British Columbia Flood “Dairy Resilience Test”, Association says


Farmers in southern British Columbia are gathering to save livestock as part of the Fraser Valley remains underwater from catastrophic floods, members of the state’s dairy farms association said. increase.

Holger Schwichtenberg, president of the BC Dairy Association, said it was not yet known how many farmers were working to move the milking cows, but in such situations they helped drive the animals out of the field. Ask for.

He said 25 to 30 cows had been shipped to his own farm in Agassiz on Tuesday from another farm in Fraser Valley, east of Vancouver.

“This is an example of the industry coming together when things are really ugly,” says Schwichtenberg. “We are doing our best in the situation we are handed over, which is a tough situation.”

The movement of livestock is time consuming and stressful for the animals and people involved.
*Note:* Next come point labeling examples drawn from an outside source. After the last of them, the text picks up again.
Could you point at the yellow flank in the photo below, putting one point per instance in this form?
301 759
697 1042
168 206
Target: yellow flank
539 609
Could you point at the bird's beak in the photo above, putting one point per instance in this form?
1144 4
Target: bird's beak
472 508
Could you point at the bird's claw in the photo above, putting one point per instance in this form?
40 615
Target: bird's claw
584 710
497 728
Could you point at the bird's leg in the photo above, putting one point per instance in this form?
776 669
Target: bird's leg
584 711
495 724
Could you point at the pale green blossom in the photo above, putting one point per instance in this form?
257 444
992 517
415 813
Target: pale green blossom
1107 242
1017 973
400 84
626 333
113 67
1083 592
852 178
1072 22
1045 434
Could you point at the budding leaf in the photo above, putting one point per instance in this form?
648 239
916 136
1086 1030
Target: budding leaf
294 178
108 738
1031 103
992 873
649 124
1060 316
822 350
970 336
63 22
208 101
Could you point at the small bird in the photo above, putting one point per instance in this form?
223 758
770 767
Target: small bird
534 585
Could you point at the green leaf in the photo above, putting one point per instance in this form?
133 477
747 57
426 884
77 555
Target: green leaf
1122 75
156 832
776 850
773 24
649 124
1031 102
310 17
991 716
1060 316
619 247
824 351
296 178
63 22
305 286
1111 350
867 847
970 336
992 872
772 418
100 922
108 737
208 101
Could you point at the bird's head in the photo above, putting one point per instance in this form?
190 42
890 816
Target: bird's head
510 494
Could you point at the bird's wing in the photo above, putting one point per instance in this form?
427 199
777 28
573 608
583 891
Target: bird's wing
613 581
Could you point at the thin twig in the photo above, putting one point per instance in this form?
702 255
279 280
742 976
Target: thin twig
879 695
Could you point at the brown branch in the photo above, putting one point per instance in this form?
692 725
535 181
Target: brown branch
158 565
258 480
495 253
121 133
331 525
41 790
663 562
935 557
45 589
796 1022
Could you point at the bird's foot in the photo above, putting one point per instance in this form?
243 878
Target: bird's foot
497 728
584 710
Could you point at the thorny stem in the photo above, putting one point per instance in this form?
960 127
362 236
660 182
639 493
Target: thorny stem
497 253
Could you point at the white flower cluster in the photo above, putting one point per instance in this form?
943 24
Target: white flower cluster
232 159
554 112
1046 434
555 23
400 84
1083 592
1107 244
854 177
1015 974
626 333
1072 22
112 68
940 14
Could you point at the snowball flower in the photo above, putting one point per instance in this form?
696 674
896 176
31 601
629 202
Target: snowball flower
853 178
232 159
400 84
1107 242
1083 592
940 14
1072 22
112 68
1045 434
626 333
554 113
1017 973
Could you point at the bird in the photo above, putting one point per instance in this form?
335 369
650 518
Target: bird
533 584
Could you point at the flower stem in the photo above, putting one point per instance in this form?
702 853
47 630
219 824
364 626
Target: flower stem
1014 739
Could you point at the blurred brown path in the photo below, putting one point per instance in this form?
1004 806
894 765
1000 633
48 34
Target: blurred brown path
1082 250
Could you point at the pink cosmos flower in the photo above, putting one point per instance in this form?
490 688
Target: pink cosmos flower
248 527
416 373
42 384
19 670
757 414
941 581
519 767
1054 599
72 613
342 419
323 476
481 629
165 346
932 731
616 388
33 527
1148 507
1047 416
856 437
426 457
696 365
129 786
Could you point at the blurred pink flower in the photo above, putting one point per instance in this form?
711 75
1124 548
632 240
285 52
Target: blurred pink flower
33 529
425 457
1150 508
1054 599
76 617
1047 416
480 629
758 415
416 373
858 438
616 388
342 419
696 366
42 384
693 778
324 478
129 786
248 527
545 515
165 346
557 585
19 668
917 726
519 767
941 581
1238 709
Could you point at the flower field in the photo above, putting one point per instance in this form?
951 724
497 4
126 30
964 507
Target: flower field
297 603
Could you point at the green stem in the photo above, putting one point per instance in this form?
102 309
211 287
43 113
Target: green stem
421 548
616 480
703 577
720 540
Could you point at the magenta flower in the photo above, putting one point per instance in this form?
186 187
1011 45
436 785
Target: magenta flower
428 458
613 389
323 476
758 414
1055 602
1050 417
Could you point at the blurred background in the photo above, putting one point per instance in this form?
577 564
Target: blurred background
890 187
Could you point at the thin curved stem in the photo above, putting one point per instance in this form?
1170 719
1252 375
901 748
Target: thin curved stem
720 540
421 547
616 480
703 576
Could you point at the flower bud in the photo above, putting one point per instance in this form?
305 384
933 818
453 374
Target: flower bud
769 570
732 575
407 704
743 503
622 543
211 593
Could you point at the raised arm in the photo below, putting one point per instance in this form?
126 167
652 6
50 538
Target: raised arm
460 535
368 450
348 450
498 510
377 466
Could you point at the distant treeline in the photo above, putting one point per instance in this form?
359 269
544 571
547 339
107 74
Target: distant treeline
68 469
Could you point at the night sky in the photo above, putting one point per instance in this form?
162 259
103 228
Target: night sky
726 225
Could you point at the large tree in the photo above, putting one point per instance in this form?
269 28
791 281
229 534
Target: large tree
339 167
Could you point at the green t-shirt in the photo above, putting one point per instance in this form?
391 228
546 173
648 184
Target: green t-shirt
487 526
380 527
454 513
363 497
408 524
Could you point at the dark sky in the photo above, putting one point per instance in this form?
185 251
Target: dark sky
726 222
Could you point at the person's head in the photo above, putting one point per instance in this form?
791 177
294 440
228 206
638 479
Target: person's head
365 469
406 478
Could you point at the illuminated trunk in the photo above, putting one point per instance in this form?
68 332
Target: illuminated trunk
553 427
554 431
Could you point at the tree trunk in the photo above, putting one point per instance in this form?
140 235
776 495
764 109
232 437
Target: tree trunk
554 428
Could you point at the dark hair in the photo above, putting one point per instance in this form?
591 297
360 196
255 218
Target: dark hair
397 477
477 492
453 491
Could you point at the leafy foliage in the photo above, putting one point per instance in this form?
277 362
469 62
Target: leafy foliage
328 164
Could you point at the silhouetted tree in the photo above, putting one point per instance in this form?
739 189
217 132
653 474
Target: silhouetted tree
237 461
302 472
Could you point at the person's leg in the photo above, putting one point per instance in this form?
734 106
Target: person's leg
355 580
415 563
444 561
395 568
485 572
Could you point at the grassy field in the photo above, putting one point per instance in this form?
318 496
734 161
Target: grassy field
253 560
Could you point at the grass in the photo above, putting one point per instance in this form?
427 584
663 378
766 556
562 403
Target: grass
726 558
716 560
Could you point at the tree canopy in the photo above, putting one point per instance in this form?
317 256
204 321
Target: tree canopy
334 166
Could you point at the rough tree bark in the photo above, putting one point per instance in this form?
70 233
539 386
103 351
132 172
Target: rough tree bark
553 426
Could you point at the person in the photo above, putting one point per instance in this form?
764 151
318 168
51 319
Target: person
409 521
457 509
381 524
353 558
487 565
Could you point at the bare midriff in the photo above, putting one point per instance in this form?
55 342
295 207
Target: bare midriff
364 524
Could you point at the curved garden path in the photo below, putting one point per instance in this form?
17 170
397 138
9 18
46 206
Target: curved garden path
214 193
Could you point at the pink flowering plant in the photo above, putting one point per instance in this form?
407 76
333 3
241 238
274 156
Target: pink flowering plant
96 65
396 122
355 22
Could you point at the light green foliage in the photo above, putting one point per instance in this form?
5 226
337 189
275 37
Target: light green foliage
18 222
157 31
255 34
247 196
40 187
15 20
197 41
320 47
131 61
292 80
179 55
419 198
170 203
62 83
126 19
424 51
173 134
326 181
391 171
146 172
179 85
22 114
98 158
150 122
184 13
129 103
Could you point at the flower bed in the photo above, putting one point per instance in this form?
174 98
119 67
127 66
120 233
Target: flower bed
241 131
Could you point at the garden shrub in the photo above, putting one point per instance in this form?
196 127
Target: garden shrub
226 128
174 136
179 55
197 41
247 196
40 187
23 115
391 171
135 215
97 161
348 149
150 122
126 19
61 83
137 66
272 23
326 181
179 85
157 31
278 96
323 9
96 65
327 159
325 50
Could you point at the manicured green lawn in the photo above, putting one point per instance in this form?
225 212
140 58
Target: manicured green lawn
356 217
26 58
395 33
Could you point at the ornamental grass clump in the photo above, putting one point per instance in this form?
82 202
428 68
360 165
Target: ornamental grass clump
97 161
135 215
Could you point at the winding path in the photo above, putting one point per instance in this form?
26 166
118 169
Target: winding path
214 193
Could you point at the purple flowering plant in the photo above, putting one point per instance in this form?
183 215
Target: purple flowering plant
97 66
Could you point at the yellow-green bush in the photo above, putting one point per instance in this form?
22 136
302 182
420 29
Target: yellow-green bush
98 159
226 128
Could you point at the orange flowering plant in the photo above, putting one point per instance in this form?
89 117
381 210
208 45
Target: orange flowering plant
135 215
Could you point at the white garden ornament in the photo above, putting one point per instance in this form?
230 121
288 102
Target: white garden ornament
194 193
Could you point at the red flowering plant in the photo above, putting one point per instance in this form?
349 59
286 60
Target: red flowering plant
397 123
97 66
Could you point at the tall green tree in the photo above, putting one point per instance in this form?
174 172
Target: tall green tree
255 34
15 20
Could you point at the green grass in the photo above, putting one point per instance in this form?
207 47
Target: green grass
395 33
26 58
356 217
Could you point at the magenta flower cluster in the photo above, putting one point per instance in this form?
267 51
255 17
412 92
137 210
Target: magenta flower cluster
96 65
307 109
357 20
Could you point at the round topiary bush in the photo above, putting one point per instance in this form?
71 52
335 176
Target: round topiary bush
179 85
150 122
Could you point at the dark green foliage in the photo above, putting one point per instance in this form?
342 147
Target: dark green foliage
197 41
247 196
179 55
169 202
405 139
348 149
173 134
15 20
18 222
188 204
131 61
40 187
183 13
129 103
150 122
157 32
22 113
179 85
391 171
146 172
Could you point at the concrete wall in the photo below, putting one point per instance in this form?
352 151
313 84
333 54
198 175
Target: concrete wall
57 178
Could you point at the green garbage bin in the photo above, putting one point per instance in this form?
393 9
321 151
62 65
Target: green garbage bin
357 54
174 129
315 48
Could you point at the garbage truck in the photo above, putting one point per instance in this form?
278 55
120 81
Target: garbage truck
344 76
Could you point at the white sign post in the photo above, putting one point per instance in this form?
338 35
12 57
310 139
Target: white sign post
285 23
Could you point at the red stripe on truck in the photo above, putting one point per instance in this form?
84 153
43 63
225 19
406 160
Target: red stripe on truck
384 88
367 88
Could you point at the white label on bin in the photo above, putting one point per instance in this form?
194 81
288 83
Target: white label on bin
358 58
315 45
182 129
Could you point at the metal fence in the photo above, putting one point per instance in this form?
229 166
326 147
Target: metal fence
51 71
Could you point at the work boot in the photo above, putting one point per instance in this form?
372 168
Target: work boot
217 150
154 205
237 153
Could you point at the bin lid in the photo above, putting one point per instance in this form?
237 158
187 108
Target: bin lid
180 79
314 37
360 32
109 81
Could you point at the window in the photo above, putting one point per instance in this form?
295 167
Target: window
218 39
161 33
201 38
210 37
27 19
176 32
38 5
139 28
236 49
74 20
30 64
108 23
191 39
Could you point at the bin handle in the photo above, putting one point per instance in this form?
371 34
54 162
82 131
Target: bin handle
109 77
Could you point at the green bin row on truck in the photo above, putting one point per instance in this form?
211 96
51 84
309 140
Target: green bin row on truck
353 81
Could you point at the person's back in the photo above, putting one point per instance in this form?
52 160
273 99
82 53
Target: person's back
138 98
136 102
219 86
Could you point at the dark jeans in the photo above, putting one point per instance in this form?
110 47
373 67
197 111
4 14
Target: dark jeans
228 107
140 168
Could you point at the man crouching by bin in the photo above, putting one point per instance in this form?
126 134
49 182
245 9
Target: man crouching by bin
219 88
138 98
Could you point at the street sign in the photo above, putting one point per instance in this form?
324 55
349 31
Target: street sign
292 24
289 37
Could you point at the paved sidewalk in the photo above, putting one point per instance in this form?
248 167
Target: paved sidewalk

“You have a truck, you have a neighbor, you have a pickup truck or someone who has something to carry a cow, and you start moving them up high or you We prepared to remove them from the site, “said Schwitchtenberg.

Abbotsford Mayor Henry Brown elaborated on some of the livestock rescue efforts taking place in the Fraser Valley community at a press conference where he announced an order to evacuate 1,100 homes in the Sumas Prairie area.

Brown said on Tuesday that he witnessed residents using powerboats to carry cattle from a flooded barn. He said people were putting calves in boats and trying to trample cold water to prevent animals from being left behind.

“They want to protect their animals. Many will give their lives for them,” Brown told reporters.

“It’s heartbreaking to see what’s happening to those farmers.”

The mayor also said he was concerned that livestock feed could be in short supply.

“There are thousands of cows in the prairie.”

Schwitchtenberg said he hadn’t heard about the loss of animals yet, but said the floods this week have put a strain on the industry, which has been still upset since the miserable summer.

“We had a long, hot summer. Unless there was a continuous impact of irrigation and COVID, the growing season was very poor, and now we are in this situation,” he said. ..

“It’s testing the resilience of dairy workers, it’s for sure.”